Local Government Can Now Request Railroad Bridge Safety Data

The Federal Railroad Administration (FRA) last month launched a new web request page for train bridge safety inquiries. Now state and local officials can request information about the safety of railroad bridges in their communities.


Once the request has been filed with the FRA, the railroad has 30 days to provide a safety report.

According to FRA Administrator Sarah Feinberg, the FRA has urged railroads in the past to be more transparent and responsive to state and local leaders that are concerned about the condition of railroad bridges in their communities. She noted that providing these safety reports on local bridges is an excellent first step but more needs to be done.

The FRA also has requested more funding to double its bridge specialist staff and to create a rail bridge inventory throughout the US.

The Fixing America’s Surface Transportation Act signed by President Obama last year mandates that railroads provide safety information about railroad bridges to state and local officials on a regular basis.

Our railroad accident attorneys in Virginia and North Carolina are familiar with how railroads will cut corners on safety to increase profit margins. Sometimes they will do this by leasing part of their railroad line to a short line railroad. This means they no longer have to spend money on maintaining that section of track. So, the railroad can save maintenance costs and blame the small railroad company for any accidents that occur.

Or, the railroad will fail to properly inspect and maintain railroad bridges to save money. That is why we support the FRA’s recent action to make it easier to obtain safety reports about railroad bridges.

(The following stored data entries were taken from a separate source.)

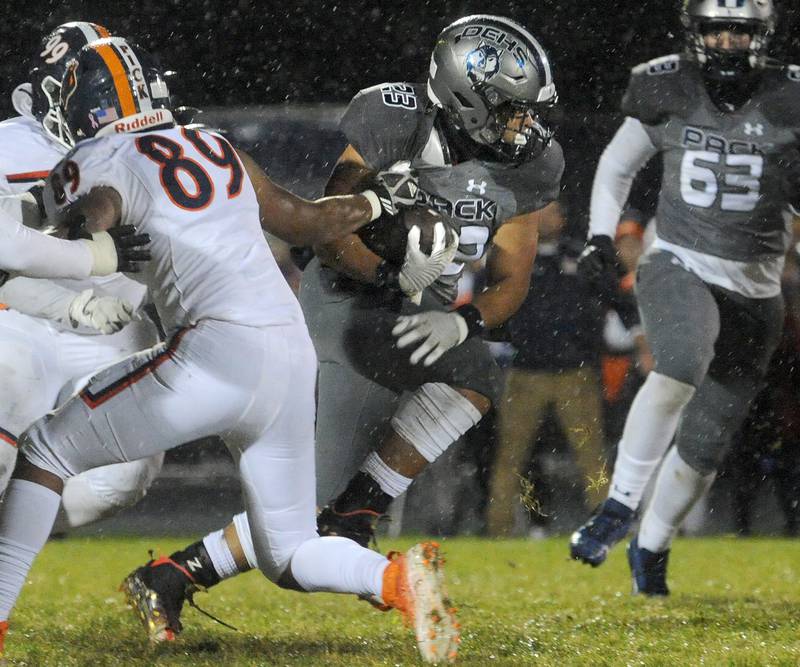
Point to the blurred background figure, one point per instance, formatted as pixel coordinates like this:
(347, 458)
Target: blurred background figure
(557, 333)
(627, 359)
(767, 448)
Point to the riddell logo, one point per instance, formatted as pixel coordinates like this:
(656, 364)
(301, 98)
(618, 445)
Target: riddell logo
(140, 121)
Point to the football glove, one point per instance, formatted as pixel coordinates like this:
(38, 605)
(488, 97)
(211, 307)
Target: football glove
(390, 190)
(118, 249)
(598, 262)
(437, 332)
(420, 270)
(106, 314)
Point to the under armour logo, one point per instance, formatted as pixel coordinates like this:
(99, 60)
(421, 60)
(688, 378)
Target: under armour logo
(194, 564)
(757, 129)
(472, 186)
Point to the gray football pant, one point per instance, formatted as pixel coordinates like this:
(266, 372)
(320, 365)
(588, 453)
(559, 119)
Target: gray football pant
(714, 339)
(362, 375)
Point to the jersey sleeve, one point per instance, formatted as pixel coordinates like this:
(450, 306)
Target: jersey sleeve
(537, 183)
(629, 150)
(380, 123)
(89, 165)
(38, 298)
(31, 253)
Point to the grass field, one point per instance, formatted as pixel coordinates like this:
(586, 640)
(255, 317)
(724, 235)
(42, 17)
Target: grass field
(734, 602)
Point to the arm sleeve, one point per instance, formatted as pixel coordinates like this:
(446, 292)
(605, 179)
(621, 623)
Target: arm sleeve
(38, 298)
(628, 152)
(31, 253)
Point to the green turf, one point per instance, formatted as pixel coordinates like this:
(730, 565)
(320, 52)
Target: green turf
(734, 602)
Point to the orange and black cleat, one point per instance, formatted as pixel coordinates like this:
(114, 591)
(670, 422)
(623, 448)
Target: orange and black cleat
(413, 583)
(156, 592)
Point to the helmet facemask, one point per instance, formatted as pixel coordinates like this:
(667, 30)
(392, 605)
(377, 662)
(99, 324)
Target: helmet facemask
(494, 82)
(520, 131)
(727, 62)
(51, 119)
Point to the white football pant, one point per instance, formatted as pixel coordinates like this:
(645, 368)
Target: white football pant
(40, 364)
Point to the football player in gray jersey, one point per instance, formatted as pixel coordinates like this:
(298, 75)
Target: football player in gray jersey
(723, 117)
(479, 137)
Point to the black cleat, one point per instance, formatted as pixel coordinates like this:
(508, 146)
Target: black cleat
(357, 525)
(156, 592)
(609, 524)
(648, 569)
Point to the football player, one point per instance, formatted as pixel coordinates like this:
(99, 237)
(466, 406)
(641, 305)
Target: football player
(239, 361)
(38, 335)
(723, 117)
(480, 137)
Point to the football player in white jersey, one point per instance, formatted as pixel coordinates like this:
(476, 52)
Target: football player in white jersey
(239, 362)
(39, 340)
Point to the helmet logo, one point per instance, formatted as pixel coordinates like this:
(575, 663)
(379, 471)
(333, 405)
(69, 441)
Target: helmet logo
(757, 129)
(483, 63)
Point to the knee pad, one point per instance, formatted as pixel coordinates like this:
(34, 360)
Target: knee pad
(8, 459)
(100, 492)
(669, 393)
(433, 418)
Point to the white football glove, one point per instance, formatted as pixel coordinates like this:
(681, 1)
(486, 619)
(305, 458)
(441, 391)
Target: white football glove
(391, 190)
(106, 314)
(420, 270)
(437, 330)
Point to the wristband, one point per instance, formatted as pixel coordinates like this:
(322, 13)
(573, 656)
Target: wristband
(387, 276)
(472, 316)
(374, 202)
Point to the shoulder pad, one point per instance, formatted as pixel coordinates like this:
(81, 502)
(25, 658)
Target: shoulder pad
(381, 122)
(656, 90)
(657, 66)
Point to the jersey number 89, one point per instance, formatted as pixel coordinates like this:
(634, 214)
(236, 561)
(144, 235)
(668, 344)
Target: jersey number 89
(176, 169)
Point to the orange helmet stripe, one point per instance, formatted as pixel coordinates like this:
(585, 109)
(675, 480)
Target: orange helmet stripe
(120, 76)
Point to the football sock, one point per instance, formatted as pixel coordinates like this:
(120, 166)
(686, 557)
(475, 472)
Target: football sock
(678, 488)
(649, 428)
(363, 492)
(26, 518)
(196, 560)
(390, 481)
(338, 565)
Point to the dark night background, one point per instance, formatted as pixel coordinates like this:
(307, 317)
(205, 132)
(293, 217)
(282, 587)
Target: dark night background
(246, 53)
(304, 51)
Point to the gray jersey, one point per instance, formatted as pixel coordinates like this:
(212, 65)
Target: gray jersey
(721, 190)
(395, 122)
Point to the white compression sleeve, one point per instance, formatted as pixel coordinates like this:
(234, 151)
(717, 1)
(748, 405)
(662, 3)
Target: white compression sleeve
(628, 152)
(38, 298)
(649, 427)
(37, 255)
(678, 488)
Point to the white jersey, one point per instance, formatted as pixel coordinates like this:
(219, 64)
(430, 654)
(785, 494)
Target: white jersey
(188, 190)
(26, 156)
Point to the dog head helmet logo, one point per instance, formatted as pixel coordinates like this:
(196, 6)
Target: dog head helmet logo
(483, 63)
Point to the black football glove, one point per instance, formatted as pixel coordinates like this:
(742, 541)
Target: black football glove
(131, 248)
(598, 263)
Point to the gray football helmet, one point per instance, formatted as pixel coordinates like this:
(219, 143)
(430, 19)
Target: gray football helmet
(756, 17)
(487, 70)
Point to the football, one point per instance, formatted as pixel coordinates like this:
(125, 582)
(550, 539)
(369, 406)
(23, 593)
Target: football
(386, 236)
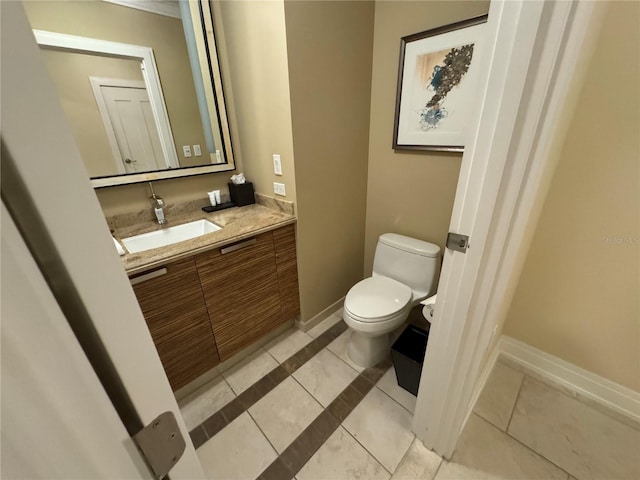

There are times when railroads will neglect public and worker safety and it leads to serious accidents We once handled a case where a railroad bridge worker had his lower leg crushed by 1600 pound bridge timber. The railroad eventually accepted that it was at fault, but it would not offer a settlement higher than $400,000 during mediation. So, our Virginia railroad accident lawyers went to trial and eventually the young man won a verdict of $1.5 million.